Most of the scam emails targeting casual users are nothing but excitement, BEC operations involve experienced people in large companies who can write business emails and persuade recipients to do what cybercriminals want.
Known as conversation hijacking, this scheme allows attackers to insert themselves into business correspondence. They disguise themselves as one of the employees or people involved in the company.
Generally, neither account hacks nor technical tricks are used to disguise the sender – all an attacker needs is to get the real email and create a lookalike domain.
This way cybercriminals automatically gain trust which allows them to direct the conversation to its intended destination.
To carry out this type of moaning, cybercriminals often purchase databases of stolen or leaked email correspondence on the dark web.
Attack scenarios can vary, including phishing or malware. But according to the classic scheme, hackers usually try to hijack directly related conversations
with money, entering their bank details at the right time, and then enjoy the rewards.
A prime example of conversation hijacking is what happened during the transfer of football player Leandro Paredes. The cybercriminals logged into the email exchange posing as representatives of Paredes’ debut club, Boca Juniors, who were entitled to a fraction of the transfer fee.

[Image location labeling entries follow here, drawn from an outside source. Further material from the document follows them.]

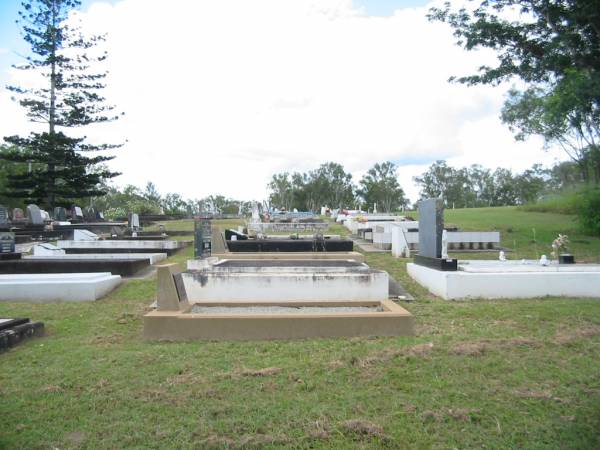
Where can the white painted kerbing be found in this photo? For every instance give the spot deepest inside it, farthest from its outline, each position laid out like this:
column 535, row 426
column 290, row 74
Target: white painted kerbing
column 65, row 287
column 510, row 283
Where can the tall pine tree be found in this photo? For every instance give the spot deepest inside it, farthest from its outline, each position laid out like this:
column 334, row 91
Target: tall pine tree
column 70, row 98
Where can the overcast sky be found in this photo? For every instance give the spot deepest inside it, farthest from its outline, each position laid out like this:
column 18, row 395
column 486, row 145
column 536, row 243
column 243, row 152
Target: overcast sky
column 220, row 94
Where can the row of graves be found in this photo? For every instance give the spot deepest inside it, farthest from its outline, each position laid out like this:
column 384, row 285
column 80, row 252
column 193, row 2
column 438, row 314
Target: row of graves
column 451, row 278
column 282, row 231
column 400, row 234
column 272, row 292
column 84, row 268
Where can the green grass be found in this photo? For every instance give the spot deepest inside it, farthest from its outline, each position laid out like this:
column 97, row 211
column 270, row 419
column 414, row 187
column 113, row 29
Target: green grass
column 498, row 374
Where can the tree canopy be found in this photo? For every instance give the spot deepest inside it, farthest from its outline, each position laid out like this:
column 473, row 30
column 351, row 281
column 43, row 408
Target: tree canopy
column 69, row 98
column 554, row 48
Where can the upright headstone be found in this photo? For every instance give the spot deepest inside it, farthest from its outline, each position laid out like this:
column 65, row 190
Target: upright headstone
column 84, row 235
column 7, row 242
column 133, row 220
column 76, row 213
column 431, row 228
column 60, row 214
column 3, row 216
column 202, row 238
column 89, row 214
column 18, row 215
column 34, row 215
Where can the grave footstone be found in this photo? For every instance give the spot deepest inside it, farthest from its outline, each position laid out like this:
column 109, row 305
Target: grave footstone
column 60, row 214
column 34, row 215
column 431, row 227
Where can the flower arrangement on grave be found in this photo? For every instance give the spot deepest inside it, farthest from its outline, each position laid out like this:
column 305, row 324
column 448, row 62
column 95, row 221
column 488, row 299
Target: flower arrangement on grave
column 560, row 245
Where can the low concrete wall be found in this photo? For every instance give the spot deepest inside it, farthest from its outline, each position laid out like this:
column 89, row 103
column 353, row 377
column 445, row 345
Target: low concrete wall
column 508, row 284
column 356, row 256
column 280, row 286
column 153, row 258
column 183, row 326
column 45, row 288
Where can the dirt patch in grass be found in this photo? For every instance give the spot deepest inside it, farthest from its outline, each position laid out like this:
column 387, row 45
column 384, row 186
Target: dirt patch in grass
column 478, row 348
column 364, row 428
column 319, row 430
column 110, row 339
column 215, row 441
column 387, row 354
column 259, row 440
column 538, row 395
column 567, row 337
column 462, row 414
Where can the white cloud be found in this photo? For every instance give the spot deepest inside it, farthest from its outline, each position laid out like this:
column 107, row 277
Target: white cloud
column 219, row 95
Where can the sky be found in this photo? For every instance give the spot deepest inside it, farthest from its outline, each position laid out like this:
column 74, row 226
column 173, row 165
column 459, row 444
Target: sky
column 219, row 95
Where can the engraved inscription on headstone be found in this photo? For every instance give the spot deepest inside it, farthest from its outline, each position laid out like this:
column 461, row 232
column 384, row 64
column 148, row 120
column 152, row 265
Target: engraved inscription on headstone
column 431, row 225
column 7, row 242
column 34, row 215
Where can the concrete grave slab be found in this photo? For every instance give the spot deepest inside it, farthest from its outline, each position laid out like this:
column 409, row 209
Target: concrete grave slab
column 44, row 288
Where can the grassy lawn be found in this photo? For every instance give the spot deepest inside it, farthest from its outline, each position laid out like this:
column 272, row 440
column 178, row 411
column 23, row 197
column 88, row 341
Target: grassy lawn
column 494, row 374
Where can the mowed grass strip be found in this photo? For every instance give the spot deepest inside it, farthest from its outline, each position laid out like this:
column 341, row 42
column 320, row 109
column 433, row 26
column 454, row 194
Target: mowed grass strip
column 500, row 374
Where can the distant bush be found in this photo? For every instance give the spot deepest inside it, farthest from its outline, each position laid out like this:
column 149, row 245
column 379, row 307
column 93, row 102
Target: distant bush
column 565, row 202
column 588, row 211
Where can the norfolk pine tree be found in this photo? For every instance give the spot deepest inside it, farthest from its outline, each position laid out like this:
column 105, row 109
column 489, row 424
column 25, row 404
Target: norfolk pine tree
column 69, row 99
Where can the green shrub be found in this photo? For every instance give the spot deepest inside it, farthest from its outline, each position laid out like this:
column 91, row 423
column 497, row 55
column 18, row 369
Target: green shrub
column 588, row 211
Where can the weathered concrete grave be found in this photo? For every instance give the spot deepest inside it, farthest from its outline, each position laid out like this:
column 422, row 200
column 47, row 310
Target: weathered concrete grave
column 178, row 317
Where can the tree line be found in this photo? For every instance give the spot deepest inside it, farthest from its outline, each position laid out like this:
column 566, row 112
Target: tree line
column 330, row 185
column 477, row 186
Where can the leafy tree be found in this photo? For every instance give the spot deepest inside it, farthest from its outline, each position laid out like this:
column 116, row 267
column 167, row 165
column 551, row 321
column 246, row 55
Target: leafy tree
column 380, row 185
column 70, row 98
column 281, row 191
column 554, row 48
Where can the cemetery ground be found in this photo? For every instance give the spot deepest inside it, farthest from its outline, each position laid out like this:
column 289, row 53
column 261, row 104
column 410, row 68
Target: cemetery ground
column 495, row 374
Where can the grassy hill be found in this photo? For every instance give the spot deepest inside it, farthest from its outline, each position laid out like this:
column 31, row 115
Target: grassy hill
column 494, row 374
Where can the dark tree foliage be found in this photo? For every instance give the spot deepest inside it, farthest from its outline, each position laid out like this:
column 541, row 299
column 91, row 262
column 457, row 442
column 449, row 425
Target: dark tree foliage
column 554, row 47
column 477, row 186
column 70, row 98
column 329, row 185
column 380, row 186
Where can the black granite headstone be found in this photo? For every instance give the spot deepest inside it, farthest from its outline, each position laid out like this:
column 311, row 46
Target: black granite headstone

A total of €520,000, pocketed by the fraudsters for themselves.
Data Requests from Authorities
A recent trend, apparently emerging in 2022, is for hackers to make official data requests when gathering information in preparation for attacks on users of online services.
Such requests have been received by ISPs, social networks and US-based technology companies from hacked email accounts belonging to law enforcement agencies.

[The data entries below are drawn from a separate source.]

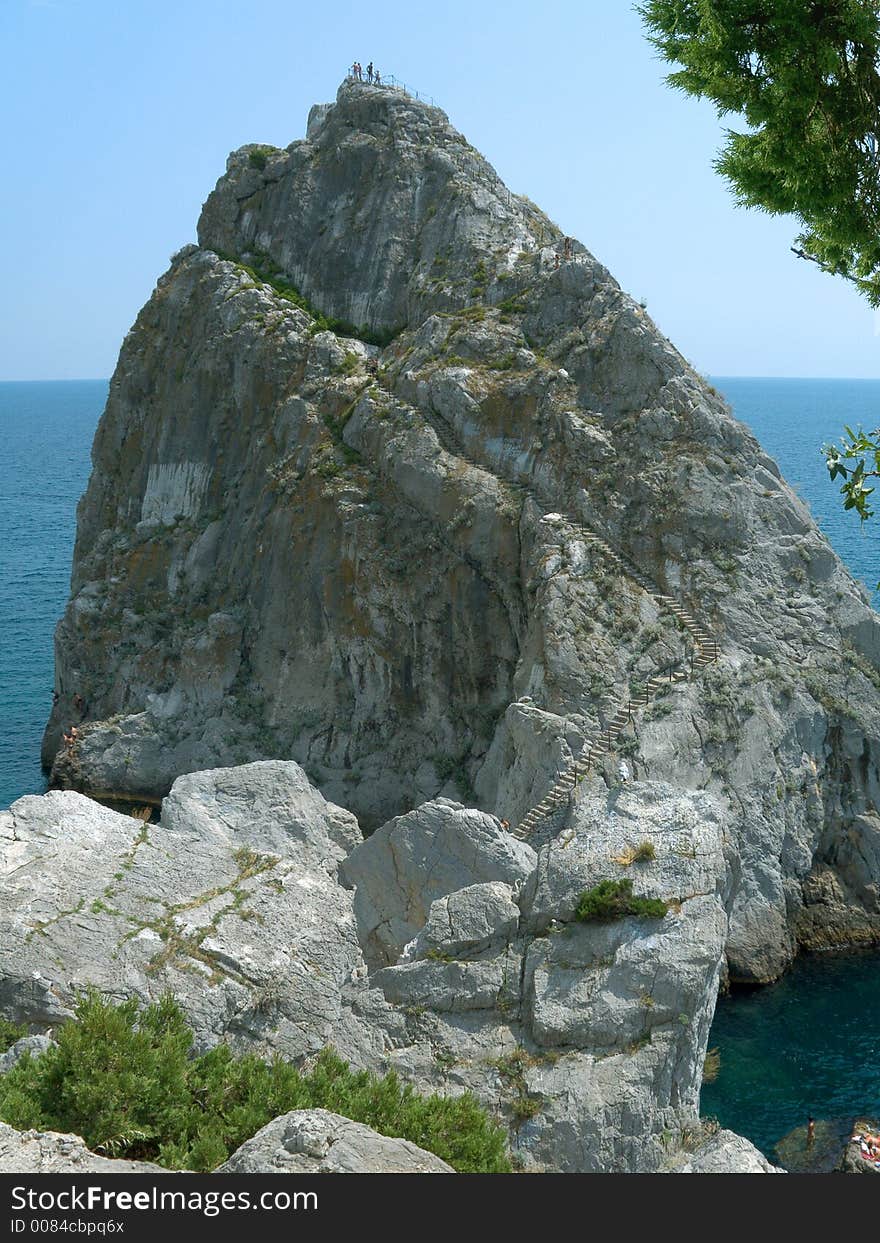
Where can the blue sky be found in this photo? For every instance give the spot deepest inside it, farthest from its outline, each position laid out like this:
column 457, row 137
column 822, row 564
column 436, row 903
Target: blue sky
column 118, row 116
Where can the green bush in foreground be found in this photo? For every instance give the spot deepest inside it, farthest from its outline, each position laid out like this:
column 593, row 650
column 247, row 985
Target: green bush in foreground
column 126, row 1083
column 613, row 900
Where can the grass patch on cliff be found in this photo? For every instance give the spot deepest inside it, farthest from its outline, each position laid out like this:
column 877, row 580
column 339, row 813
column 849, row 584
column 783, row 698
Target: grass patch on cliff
column 614, row 900
column 126, row 1080
column 264, row 270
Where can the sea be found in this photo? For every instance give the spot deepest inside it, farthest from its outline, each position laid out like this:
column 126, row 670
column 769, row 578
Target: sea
column 804, row 1045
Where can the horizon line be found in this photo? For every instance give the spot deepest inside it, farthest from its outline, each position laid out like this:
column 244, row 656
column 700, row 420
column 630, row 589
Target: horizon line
column 714, row 376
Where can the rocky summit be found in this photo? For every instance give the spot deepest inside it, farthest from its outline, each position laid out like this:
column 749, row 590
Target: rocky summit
column 403, row 510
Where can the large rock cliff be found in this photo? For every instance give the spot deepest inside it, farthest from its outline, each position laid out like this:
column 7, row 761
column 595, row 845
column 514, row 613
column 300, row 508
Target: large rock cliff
column 397, row 481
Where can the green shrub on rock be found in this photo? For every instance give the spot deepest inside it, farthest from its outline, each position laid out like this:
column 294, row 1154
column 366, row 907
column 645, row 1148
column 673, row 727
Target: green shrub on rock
column 127, row 1083
column 613, row 900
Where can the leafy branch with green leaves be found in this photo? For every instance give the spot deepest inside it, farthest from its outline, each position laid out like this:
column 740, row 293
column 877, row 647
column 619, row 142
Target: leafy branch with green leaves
column 855, row 460
column 803, row 76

Under normal circumstances, obtaining data from a service provider in the United States requires a warrant signed by a judge.
However, in situations where human life or health is threatened, an Emergency Data Request (EDR) may be issued.
Therefore, it is more likely that a formal request will be granted if a reasonable case appears to have come from a law enforcement agency.
In this way, the hacker can get information about the victim from a reliable source and use it for further attacks.